Born Priscilla Bell in Tottenham, England, in 1751, Priscilla Wakefield was the daughter of Daniel Bell of Stamford, Middlesex, and Catherine Barclay , the granddaughter of a noted Quaker apologist. Wakefield herself was a member of the Society of Friends throughout her life, although she did not conform to its codes on either dress or amusements. In 1771, she married Edward Wakefield, a London merchant, with whom she had two sons and a daughter. Throughout the 1770s and 1780s, she was engaged in philanthropic activities, creating a charity for lying-in women in Tottenham and promoting "frugality banks," savings banks for women and children, the first of their kind in Great Britain. She started writing only when the family's fortunes began to decline in the 1790s. Her books were chiefly instructive works for children, and she specialized in natural history and travelogues. Several became extremely popular and continued to be reprinted even after her death, including An Introduction to Botany in a Series of Familiar Letters (1796), Juvenile Anecdotes founded on Facts (2 vols., 1795–98), and The Juvenile Travelers (1801), the story of an imaginary tour of Europe, in its 19th edition by 1850.
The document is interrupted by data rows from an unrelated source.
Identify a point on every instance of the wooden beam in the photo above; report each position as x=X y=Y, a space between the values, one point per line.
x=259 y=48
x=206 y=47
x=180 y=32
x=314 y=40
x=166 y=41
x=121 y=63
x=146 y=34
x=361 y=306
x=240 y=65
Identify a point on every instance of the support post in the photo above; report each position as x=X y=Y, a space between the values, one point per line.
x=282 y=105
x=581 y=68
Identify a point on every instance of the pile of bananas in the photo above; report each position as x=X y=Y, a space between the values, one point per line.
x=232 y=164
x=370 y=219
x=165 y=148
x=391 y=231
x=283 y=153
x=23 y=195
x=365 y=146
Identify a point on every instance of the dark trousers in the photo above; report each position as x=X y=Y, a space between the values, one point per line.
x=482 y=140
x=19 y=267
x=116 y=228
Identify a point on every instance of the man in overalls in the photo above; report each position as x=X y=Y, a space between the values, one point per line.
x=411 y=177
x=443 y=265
Other works included Leisure Hours; or Entertaining Dialogues (1794–96) and A Family Tour through the British Empire (1804). Her one work for adults, Reflections on the Present Condition of the Female Sex, with Suggestions for its Improvement (1798), advocated greater educational and vocational opportunities for women, including science, teaching, shop work, portrait painting and farming. Wakefield was the aunt of prison reformer Elizabeth Fry and grandmother of the Radical politician Edward Gibbon Wakefield and the colonist William Hayward Wakefield, who founded the city of Wellington, New Zealand. She died in Ipswich, England, in 1832.
sources:
Concise Dictionary of National Biography. Oxford: Oxford University Press, 1992.
Kunitz, Stanley J., and Howard Haycraft, eds. British Authors of the Nineteenth Century. NY: H.W. Wilson, 1936.
Shattock, Joanne. The Oxford Guide to British Women Writers. Oxford: Oxford University Press, 1993.